Here’s a surprising and pleasing juxtaposition. After the haze of misogyny (or, at least, contemptuous anti-feminism) which hung over yesterday‘s meeting between Graves and Sassoon, we have our other prominent pacifist infantry officer, Max Plowman, taking rather a different approach to questions of courage. Plowman has long been active in liberal causes, and, it would seem, he has learned something from them.
Plowman’s protest against the war–after his honorable service as a “Subaltern on the Somme” (which followed his original intention to serve with the ambulances)–will never draw the attention that Sassoon’s abortive protest did. But it seems to have earned him a letter from a hero of the drive for Women’s Suffrage, Emmeline Pethick Lawrence (the future Baroness Pethick-Lawrence). If one of the reasons we suspect that Graves’s friends don’t like Nancy Nicholson is that she is a young feminist and a “Land Girl” prone to wearing trousers and insisting on carrying her fiancé’s baggage, one wonders how they would cope with a middle-aged peace activist, suffragist, and former prisoner of conscience who took her husband’s name on marriage–as he took hers.
But I am digressing, now, and Plowman will return to our original subject–the war, that is:
Dear Mrs. Pethick Lawrence
…I was thinking, as I wondered what I should say in answer to your letter, of the things that give one courage. I remember quite well the day before I first went into trenches. It was early in August last year & we were bivouacing in dry shell-holes on the high ground near Mametz… we were going to ground alongside Delville Wood on the following day. And… I remember very clearly how, & with what satisfaction, I recalled the only march I had ever done before I joined the army–from the Embankment to the Albert Hall as the tail end of that huge midsummer demonstration in favour of Votes for Women. I remember hearing you speak, & though I had surely been the most inconspicuous person in the whole show, it glowed in my memory then as one of my few actions that had been mightily well worth while. It gave me that assurance of personal identity which is, I suppose, the foundation of courage.
Now your letter comes with the same gift. So I thank you enormously…
…your kindness adds a cubit to my stature.
…Yours very sincerely,
Max Plowman
P.S. Can you answer this conundrum? Having proved to my own satisfaction that every man has a God-given right to his own life, how am I to remain a member of an organisation which has the destruction of men’s lives for its chief object?
M.P.[1]
Yes, that’s a good question, isn’t it…
Our other bit, today, a century back, is another letter of thanks from a young subaltern to a sustaining female presence… in this case Edward Brittain to his sister Vera.
Italy, 22 December 1917
I am so thankful for your letters–they are now as before the greatest help in the whole world . . . I don’t know whether I am glad to be here or not–it sounds strange but it’s quite true; I was glad to leave the unpleasant region we were in not far from you and the novelty was good for a time but yet in a way it is all the same because there is no known future and the end is not yet, though, on the face of things at present, there is perhaps more chance of return…
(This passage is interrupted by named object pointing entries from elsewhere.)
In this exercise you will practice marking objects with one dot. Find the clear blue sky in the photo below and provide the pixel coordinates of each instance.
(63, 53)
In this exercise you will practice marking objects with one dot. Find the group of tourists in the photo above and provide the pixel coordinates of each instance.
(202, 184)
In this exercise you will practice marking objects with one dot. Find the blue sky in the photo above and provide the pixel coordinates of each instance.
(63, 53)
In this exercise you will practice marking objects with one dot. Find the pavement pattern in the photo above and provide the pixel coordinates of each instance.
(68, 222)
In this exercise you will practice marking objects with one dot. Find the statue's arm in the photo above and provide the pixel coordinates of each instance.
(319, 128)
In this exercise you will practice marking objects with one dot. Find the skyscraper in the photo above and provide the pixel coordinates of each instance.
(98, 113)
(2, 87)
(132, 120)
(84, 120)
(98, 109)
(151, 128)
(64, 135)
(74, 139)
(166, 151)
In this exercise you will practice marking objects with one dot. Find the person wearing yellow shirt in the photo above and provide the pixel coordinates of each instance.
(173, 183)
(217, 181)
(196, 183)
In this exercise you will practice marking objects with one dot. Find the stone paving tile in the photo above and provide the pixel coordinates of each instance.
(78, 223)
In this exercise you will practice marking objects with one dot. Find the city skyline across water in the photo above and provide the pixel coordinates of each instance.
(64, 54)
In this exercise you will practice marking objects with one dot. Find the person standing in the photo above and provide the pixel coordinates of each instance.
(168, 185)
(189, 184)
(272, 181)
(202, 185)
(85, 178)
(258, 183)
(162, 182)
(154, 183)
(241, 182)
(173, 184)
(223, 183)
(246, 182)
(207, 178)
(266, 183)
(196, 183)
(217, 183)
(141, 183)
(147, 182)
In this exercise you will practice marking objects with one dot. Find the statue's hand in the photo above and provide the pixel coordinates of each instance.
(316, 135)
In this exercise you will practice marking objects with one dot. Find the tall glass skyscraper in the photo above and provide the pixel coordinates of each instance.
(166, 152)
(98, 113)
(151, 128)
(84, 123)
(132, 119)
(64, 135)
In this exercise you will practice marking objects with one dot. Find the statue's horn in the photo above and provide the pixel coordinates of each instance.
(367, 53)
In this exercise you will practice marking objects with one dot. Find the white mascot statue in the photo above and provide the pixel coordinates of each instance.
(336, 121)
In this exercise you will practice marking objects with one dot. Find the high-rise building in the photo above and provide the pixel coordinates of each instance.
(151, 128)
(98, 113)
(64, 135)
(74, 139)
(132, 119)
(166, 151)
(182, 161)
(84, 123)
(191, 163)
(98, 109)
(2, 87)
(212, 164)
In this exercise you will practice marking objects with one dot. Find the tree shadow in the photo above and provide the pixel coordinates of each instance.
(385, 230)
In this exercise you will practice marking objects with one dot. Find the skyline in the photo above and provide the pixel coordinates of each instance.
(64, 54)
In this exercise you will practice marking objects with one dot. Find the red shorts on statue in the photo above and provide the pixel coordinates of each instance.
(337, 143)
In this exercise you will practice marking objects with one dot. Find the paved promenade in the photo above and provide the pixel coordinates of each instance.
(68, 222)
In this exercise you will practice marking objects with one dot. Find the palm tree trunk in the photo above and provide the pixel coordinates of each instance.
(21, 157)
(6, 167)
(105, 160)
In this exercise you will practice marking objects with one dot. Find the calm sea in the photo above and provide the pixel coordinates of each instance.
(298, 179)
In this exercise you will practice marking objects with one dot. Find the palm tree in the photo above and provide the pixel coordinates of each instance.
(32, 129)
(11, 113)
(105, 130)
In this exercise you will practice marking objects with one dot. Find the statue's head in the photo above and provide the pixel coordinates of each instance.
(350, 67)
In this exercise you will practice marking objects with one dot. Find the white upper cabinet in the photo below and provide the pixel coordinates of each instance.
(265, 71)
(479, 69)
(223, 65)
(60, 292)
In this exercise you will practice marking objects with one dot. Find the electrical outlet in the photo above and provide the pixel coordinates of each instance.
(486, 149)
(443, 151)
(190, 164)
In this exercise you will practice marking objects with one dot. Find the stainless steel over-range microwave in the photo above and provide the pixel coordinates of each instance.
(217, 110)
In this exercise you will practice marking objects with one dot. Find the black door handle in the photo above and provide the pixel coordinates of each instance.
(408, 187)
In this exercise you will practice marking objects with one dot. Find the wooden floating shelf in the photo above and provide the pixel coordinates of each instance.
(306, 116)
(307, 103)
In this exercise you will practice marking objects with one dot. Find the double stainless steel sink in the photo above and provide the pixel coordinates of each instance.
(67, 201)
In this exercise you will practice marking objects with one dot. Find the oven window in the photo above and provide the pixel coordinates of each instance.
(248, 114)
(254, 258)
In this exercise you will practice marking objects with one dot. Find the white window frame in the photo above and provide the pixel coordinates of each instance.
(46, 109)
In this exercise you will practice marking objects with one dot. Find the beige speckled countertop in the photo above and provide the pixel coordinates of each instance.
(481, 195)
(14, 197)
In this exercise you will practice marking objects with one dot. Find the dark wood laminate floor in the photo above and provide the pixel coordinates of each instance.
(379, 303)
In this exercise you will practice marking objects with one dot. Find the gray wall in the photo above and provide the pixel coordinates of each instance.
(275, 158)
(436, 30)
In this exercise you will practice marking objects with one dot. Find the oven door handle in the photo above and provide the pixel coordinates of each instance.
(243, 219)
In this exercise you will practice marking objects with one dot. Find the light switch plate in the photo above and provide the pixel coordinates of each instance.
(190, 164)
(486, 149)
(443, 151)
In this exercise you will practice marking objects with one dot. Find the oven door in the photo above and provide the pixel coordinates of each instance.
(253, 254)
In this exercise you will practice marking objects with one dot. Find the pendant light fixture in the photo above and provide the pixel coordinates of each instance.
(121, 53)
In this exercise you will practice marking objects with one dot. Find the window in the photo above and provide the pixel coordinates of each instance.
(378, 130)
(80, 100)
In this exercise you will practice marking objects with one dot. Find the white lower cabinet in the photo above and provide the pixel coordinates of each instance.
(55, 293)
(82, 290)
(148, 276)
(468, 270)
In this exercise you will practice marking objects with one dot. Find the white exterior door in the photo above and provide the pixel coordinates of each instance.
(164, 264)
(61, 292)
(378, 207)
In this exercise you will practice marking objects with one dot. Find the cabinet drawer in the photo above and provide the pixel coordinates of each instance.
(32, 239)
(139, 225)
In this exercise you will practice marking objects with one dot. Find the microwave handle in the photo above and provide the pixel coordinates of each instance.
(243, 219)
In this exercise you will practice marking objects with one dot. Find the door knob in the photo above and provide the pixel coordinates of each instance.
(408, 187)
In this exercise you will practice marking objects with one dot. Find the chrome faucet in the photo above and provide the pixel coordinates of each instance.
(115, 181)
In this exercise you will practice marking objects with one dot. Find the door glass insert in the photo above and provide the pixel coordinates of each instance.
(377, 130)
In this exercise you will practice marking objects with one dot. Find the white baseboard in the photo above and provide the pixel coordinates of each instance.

We will have another look at this letter when Vera receives it, but I should include just a little more, as insight into Edward’s mood, now that he has adjusted to life on a quiet front:
…this sort of routine is so deadening; it is a life of thinking about little details the whole time and especially thinking about the right one at the right time; the brain must be essentially a machine of memory and after that the rule of life is expediency.
It is very tiring and uninteresting. I can’t get on with this because of a number of messages, orders, etc which are continually arriving… I am rather a grumbler.